The People's Republic of China is the world's second largest economy after the United States. It is the world's fastest-growing major economy, with average growth rates of 10% for the past 30 years. China is also the largest exporter and second largest importer of goods in the world. China became the world's top manufacturer in 2011, surpassing the United States. For 2010, inbound foreign direct investment into China surpassed $100 billion for the first time, and investment overseas by Chinese companies in non-financial sectors totaled $59 billion. The provinces in the coastal regions of China tend to be more industrialized, while regions in the hinterland are less developed. As China's economic importance has grown, so has attention to the structure and health of that economy.
While China considers their family planning policy a success, significantly controlling their population, there are nearly two billion people living in the People’s Republic of China. If you do the math, there are more than 40,000 boys with Duchenne. There is no infrastructure for accurate diagnosis, genetic counseling, or care (let alone optimal care).
Yin Haifang, PhD, one of the organizers of the conference, worked in the UK on exon skipping in the laboratory of Matthew Wood. In conversations with colleagues, she talked about China, about life with Duchenne in China, about the need for China to join the global Duchenne community. While families in China do not have access to Google and are unable to join Facebook, they would be able to access Duchenne muscular dystrophy related websites. Yin and Volker Staub from TREAT-NMD began to plan this first meeting.
I was invited to China to talk about the patient voice in research, introducing the concept of parents as partners in care and research. While I am typically not at a loss for words, I just did not know where to start. How do you say to physicians that families are equal partners, that they hold the highest stakes, that they know their child better than any physician will ever know their child, and that they are the first to see change –positive or negative. How do you change minds?
It is simply not easy. There are language and cultural differences for sure, but these differences cannot be the barriers. At the end of the day, we are all human and we love our children, our friends. And isn’t ending Duchenne our common, shared goal.
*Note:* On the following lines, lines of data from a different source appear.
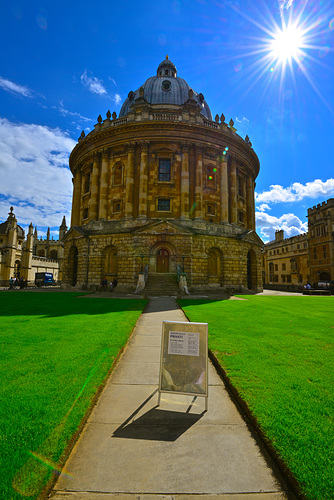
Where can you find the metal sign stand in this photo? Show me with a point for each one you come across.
(184, 359)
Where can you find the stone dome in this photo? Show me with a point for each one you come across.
(166, 88)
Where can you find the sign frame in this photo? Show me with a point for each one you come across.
(184, 359)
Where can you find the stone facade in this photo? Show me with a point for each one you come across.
(321, 241)
(163, 187)
(22, 257)
(309, 257)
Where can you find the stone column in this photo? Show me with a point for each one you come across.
(233, 191)
(223, 189)
(27, 253)
(94, 189)
(198, 182)
(185, 182)
(104, 186)
(249, 203)
(129, 193)
(142, 206)
(76, 204)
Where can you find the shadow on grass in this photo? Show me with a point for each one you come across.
(57, 304)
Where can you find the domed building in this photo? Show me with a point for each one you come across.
(163, 190)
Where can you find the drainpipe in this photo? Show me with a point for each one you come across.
(88, 250)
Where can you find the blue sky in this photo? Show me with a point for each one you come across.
(64, 63)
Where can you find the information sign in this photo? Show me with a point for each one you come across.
(184, 358)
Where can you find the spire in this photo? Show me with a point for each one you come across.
(63, 224)
(62, 228)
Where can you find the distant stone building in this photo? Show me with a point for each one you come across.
(286, 261)
(22, 257)
(321, 241)
(166, 189)
(289, 263)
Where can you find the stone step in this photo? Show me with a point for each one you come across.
(161, 284)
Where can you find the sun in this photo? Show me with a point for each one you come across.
(287, 44)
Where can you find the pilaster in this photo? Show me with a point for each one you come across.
(94, 189)
(223, 189)
(142, 206)
(104, 185)
(198, 182)
(233, 191)
(185, 181)
(249, 202)
(129, 193)
(76, 204)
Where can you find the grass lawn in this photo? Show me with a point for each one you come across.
(278, 353)
(56, 350)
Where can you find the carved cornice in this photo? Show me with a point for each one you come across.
(117, 137)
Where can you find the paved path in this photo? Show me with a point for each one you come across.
(130, 448)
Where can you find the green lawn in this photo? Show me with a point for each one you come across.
(56, 350)
(278, 353)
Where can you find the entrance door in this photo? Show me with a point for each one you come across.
(162, 261)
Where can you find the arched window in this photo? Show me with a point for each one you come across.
(164, 170)
(17, 269)
(118, 174)
(87, 183)
(110, 261)
(54, 254)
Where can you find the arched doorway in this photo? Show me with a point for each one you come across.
(73, 265)
(110, 262)
(17, 269)
(162, 261)
(54, 255)
(215, 266)
(251, 270)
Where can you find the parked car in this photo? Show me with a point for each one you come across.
(326, 285)
(44, 279)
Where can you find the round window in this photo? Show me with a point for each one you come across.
(166, 85)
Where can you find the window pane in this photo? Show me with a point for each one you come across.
(164, 205)
(164, 170)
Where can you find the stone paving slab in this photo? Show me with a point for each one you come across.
(130, 448)
(73, 495)
(120, 402)
(167, 459)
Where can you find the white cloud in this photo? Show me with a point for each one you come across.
(14, 88)
(93, 84)
(242, 120)
(35, 178)
(264, 207)
(66, 112)
(267, 225)
(296, 192)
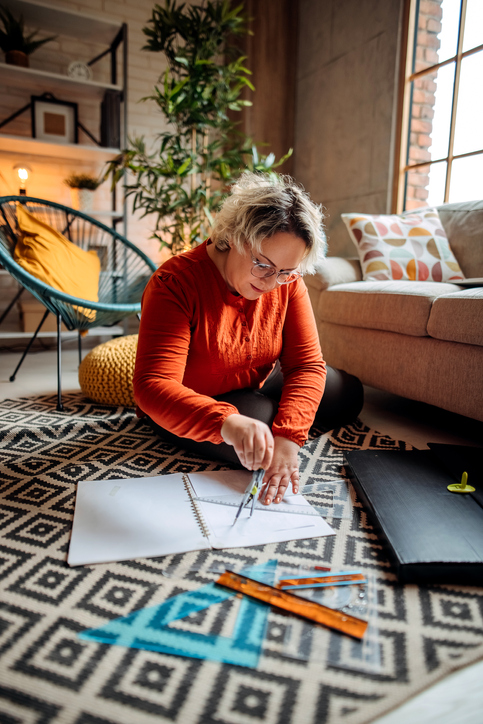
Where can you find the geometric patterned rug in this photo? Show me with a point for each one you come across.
(49, 674)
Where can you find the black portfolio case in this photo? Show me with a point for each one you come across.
(433, 535)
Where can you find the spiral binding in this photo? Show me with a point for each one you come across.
(196, 511)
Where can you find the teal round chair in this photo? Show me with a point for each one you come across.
(124, 271)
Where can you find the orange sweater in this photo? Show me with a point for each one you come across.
(197, 339)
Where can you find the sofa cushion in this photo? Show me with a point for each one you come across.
(402, 307)
(458, 317)
(463, 223)
(412, 246)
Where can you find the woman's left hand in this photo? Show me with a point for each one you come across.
(283, 469)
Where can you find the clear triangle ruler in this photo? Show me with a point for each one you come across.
(326, 499)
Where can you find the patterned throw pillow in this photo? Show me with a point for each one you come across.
(413, 246)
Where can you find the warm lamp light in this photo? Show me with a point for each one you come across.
(23, 173)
The meeting went well. The families, like all families at these conferences, sat for three days, hanging on every word. On Saturday, the designated family day, the families seemed to relax some, become more comfortable, and more willing to ask questions. They surrounded the speakers, asking for explanation, asking for information, asking for help. Just before closing on Saturday, a representative of the Chinese Parent Organization spoke, listing their needs: newborn screening, molecular diagnosis, genetic counseling, optimal care, and access to trials, treatments, and other families.
This was a big, brave step for China. The families are now aware of UPPMD and PPMD. They now have the Care Considerations Family Friendly Guide in Chinese. Professor Zhang Cheng promised these families he would help them identify experts, develop infrastructure, and promote research. I’m keeping him at his word.